Le directeur général du Groupe Figaro - CCM Benchmarck évoque les conséquences de la loi créant les droits voisins pour les médias et ses critères de rémunération, revient sur les acquisitions réalisées depuis 2015 et dresse les priorités pour 2020 : le développement des synergies au sein du groupe et du volume d'abonnés purs numériques, au nombre de 150 000 désormais.

 

Quels sont les résultats économiques attendus en 2019 pour le Groupe Figaro ? 

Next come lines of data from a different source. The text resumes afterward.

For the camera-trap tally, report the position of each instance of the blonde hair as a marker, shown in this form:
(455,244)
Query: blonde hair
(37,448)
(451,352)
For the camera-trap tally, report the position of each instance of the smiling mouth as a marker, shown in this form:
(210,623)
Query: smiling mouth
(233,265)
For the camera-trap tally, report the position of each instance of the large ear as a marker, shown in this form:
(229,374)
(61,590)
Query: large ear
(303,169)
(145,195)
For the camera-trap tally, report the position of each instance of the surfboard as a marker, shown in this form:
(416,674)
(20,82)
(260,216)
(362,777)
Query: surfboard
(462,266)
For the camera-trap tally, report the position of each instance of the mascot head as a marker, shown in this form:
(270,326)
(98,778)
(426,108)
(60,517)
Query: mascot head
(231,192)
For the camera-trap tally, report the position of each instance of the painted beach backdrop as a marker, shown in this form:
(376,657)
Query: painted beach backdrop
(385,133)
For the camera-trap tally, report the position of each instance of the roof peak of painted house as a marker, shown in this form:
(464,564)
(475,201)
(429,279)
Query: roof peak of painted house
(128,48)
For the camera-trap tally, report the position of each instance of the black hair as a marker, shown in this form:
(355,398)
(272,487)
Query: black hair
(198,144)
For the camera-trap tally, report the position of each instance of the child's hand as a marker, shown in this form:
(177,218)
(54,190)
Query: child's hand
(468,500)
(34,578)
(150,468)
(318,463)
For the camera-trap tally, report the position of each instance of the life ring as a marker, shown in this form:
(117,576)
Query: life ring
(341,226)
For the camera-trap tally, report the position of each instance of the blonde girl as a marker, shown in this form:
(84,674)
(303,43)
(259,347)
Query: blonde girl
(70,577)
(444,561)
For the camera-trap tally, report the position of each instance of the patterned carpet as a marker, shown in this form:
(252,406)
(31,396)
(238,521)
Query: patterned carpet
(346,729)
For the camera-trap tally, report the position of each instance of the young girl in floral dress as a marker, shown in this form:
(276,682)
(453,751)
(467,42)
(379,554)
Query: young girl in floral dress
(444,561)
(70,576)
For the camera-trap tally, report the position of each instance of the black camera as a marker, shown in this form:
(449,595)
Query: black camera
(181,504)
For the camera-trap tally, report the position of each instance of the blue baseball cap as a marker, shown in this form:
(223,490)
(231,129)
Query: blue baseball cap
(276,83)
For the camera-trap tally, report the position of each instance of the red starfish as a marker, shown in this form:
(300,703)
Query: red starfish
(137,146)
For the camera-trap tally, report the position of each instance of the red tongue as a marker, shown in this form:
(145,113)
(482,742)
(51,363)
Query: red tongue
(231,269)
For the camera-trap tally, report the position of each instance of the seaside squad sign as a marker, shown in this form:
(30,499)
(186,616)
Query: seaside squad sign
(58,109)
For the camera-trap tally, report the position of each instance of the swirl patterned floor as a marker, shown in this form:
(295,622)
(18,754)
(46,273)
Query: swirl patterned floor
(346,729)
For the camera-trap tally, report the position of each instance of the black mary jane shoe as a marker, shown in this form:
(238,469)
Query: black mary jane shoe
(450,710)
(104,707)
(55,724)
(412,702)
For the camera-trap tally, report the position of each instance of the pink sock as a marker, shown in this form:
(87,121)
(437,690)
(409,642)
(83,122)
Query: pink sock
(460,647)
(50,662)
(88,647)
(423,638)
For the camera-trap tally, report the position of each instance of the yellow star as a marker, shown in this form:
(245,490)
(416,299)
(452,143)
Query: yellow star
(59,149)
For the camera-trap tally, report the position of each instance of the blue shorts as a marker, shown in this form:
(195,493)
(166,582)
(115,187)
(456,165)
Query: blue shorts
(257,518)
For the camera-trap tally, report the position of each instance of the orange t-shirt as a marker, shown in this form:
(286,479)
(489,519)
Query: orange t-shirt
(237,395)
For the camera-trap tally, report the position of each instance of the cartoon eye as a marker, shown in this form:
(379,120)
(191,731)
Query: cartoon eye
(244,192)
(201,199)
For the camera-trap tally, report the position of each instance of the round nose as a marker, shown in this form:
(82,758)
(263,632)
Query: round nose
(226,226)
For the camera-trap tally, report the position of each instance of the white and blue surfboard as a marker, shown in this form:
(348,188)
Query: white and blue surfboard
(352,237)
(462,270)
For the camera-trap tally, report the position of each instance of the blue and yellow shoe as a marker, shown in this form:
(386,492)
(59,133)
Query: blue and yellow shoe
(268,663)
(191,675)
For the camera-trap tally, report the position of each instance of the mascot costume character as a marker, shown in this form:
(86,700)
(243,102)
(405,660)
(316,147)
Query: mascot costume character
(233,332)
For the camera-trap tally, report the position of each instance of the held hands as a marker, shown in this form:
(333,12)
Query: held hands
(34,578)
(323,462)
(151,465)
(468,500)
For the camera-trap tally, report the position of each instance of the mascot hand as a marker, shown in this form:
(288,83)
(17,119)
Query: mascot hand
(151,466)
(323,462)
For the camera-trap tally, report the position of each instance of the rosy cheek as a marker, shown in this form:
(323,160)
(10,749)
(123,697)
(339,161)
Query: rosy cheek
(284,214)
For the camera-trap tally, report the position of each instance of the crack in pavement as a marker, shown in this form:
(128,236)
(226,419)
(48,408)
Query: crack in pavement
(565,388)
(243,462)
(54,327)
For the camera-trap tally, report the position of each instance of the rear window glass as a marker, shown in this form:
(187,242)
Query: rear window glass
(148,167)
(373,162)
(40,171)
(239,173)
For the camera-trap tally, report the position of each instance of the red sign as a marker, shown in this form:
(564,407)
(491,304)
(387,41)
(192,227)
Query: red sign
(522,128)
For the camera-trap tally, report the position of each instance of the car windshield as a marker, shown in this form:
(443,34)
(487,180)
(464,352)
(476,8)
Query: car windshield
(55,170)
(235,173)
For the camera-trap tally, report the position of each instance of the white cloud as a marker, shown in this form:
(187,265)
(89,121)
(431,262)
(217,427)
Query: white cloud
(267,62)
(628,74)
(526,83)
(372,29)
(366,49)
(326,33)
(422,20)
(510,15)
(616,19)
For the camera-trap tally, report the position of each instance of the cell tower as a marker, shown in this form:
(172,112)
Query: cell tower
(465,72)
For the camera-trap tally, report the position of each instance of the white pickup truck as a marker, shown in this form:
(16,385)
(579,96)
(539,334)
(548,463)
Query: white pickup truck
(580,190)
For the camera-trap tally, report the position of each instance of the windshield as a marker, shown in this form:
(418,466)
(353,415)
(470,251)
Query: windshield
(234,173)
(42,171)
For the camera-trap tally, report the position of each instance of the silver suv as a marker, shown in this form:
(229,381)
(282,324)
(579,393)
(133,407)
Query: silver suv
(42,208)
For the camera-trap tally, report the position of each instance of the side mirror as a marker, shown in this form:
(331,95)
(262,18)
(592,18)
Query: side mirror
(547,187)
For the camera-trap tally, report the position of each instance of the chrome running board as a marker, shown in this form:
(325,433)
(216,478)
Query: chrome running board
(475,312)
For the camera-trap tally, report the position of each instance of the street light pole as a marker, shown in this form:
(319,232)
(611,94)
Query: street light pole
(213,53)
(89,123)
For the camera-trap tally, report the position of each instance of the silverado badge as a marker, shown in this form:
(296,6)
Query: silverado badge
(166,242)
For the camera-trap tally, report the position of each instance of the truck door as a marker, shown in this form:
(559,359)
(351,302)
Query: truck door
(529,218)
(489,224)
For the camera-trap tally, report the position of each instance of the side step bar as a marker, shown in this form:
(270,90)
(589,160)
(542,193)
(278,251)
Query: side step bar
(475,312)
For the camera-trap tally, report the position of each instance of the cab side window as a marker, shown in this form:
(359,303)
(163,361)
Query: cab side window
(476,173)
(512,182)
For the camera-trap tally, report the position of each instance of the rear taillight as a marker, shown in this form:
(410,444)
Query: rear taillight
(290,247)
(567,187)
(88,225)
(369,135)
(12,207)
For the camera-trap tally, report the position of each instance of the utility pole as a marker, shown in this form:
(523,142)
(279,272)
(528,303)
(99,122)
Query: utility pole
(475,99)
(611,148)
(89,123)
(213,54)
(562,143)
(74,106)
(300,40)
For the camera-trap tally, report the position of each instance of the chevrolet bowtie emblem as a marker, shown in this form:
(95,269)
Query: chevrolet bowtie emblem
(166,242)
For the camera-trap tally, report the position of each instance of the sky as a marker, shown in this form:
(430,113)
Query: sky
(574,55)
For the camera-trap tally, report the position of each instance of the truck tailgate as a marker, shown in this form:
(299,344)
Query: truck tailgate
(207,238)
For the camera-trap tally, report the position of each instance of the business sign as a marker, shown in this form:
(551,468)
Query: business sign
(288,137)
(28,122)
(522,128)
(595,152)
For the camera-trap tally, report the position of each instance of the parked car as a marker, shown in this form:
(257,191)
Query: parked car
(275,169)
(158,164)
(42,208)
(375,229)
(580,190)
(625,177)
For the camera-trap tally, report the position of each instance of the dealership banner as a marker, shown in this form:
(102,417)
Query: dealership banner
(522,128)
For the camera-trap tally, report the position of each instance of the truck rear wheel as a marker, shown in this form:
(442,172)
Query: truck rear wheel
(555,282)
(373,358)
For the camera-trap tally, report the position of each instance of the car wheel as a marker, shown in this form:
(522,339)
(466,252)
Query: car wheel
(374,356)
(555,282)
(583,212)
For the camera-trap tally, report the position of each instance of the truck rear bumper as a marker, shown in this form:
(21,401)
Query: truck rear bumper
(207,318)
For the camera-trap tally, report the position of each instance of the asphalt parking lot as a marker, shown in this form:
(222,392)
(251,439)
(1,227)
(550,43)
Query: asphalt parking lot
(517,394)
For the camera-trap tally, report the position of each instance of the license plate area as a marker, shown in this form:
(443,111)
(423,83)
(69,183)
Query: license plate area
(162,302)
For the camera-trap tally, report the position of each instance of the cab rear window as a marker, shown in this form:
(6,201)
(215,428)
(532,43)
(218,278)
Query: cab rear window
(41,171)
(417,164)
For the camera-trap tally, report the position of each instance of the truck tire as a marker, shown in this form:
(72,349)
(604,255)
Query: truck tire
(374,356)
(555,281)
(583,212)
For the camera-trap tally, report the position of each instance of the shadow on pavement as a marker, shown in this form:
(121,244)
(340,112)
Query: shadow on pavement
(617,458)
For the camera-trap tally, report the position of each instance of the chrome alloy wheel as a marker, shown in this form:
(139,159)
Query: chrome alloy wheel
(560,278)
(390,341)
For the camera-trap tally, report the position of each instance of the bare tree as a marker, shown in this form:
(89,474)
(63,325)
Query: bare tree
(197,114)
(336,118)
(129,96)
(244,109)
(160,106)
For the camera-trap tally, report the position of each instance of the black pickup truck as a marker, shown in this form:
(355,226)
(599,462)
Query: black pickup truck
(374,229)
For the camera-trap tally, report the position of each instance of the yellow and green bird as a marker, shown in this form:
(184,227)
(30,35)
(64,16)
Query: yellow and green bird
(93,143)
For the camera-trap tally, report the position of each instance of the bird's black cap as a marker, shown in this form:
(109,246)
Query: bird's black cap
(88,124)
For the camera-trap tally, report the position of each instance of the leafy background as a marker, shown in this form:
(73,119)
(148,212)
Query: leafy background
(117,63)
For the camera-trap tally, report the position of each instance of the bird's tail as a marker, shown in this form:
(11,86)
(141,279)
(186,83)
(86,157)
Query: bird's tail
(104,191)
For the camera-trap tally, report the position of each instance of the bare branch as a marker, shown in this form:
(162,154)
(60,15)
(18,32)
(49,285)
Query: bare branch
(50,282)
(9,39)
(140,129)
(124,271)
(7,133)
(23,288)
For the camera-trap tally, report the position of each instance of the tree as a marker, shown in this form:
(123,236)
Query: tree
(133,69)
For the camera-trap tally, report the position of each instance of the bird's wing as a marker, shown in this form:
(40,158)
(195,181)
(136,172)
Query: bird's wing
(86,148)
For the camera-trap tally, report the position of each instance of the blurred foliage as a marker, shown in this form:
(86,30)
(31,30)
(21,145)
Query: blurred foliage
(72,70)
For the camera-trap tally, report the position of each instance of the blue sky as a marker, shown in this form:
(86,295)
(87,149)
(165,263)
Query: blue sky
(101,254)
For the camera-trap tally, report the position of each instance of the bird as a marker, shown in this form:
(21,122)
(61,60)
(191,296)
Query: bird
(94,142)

Les comptes se sont pas clôturés, mais 60 % des revenus du groupe proviennent des activités médias et 40 % du hors média. Au sein des activités médias, la majorité du chiffre d'affaires provient encore de la publicité. Mais il y a une très forte progression des abonnements et un recul de la publicité papier. Sur le numérique, la publicité de gré à gré diminue, avec un transfert vers la publicité programmatique (voir également notre graphique sur les résultats du groupe plus bas, ndlr).

 

 

Le label Digital Ad Trust a-t-il servi à quelque chose ?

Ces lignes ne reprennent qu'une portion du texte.